For eg: I am limiting the server to send traffic at 4kBps hence the
effective throughput is xB/s and the effecting throughput of the
network is yB/s when the server is sending the traffic at 8kB/s and so






--- On Wed, 12/31/08, Lyle Giese <lyle at lcrcomputer.net>

Lyle Giese <lyle at lcrcomputer.net>

Subject: Re: [mrtg] MRTG and bandwidth delay product

To: nv_2030 at yahoo.com

Cc: mrtg at lists.oetiker.ch

Date: Wednesday, December 31, 2008, 8:37 AM


           nangineni praneeth wrote:
                  Hello everyone....


I am working in a lab environment...This is how configured my


I designed a enterprise campus network   which operates at
100mbps...The enteprise edge router in the enterprise campus network
connects to the branch office router using a frame relay connection.
The frame relay PVC operates at 8kB/s...The clients in the branch
office connect to the branch office router with links operating at
100mbps...I have setup a filezilla ftp server in the enterprise campus
network  and limited the speed at which it can send the data to the
clients at 4kB/s....


So i am calcuting the rtt with MRTG and monitoring network with
MRTG....MRTG calculated the max round trip time to 340ms..between the
client in the branch office and the server in the enterprise campus
network.....I wanted to theoritically prove that the link cannot carry
more than x bytes of data or in other words because of certain latency
the effective bandwidth of the link is limited to only
xbytes/second...I used bandwidth delay product to do this......
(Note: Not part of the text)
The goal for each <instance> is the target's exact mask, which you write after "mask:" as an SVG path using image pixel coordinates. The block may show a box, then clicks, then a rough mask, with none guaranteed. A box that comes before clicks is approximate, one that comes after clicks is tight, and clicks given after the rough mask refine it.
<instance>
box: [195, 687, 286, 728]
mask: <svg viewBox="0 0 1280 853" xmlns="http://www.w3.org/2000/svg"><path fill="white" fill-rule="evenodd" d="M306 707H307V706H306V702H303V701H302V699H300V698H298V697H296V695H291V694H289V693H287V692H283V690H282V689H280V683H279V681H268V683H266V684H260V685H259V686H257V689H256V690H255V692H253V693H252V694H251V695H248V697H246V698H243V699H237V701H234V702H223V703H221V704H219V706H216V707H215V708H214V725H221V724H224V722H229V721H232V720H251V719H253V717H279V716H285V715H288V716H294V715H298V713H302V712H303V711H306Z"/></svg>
So this is saying that the effective throughput of the link with a
latency of 340 ms is 2.72kB/s......But when i am using MRTG to graph
bandwidth the max bandwidth it was showing was 4kBps which is what we
should expect...


My question is how can i  theoritically prove that the effective
throughput  of the link is xbytes per second ..I think i am
misunderstanding the bandwidth delay product.....Can anyone correct me
if i am wrong....


I wish you all a good new year ahead..



Delay has a heavy effect on a stop-start transfer protocol like Xmodem
or Ymodem.  But for streaming protocols(FTP is a streaming protocol),
delay has a minimal effect on throughput.  


Limiting FTP to 4k over an 8k line, you are going to get close to the
4k max in practice, because bandwidth is not a limiting factor.  FTP is
a streaming protocol and depends on the TCP protocol to ensure that
what is being sent is what will be received and there is no
acknowledgement sent back by the sender for each packet(as Xmodem or
Ymodem did over dialup) unless there is a transmission error.  Since
there is no acks required by the sender, there is no delay in waiting
for those acks.


So I am wondering why you think transmission delay would introduce a
reduction in speed, since the sender is not waiting for any responses
on a per packet basis from the receiver?  I could see that in a
protocol like Xmodem, Ymodem or Zmodem where per packet acks needed to
be returned to the sender.


Lyle Giese

LCR Computer Services, Inc.





Ok, at the TCP packet level is where the acknowledgements are done. 
Now in their article you have to have a enough throughput so that the
acks being sent back are not getting back fast enough, so that the
sender has to wait for acknowledgements.  You need to calculate how
long it takes to send a TCP packet over your line.  You have to enough
bandwidth to send three or more packets before the acknowledgement for
the first packet is received by the sender.

I don't think 8kilobytes/second is fast enough to meet that criteria,
in order for their formula to engage.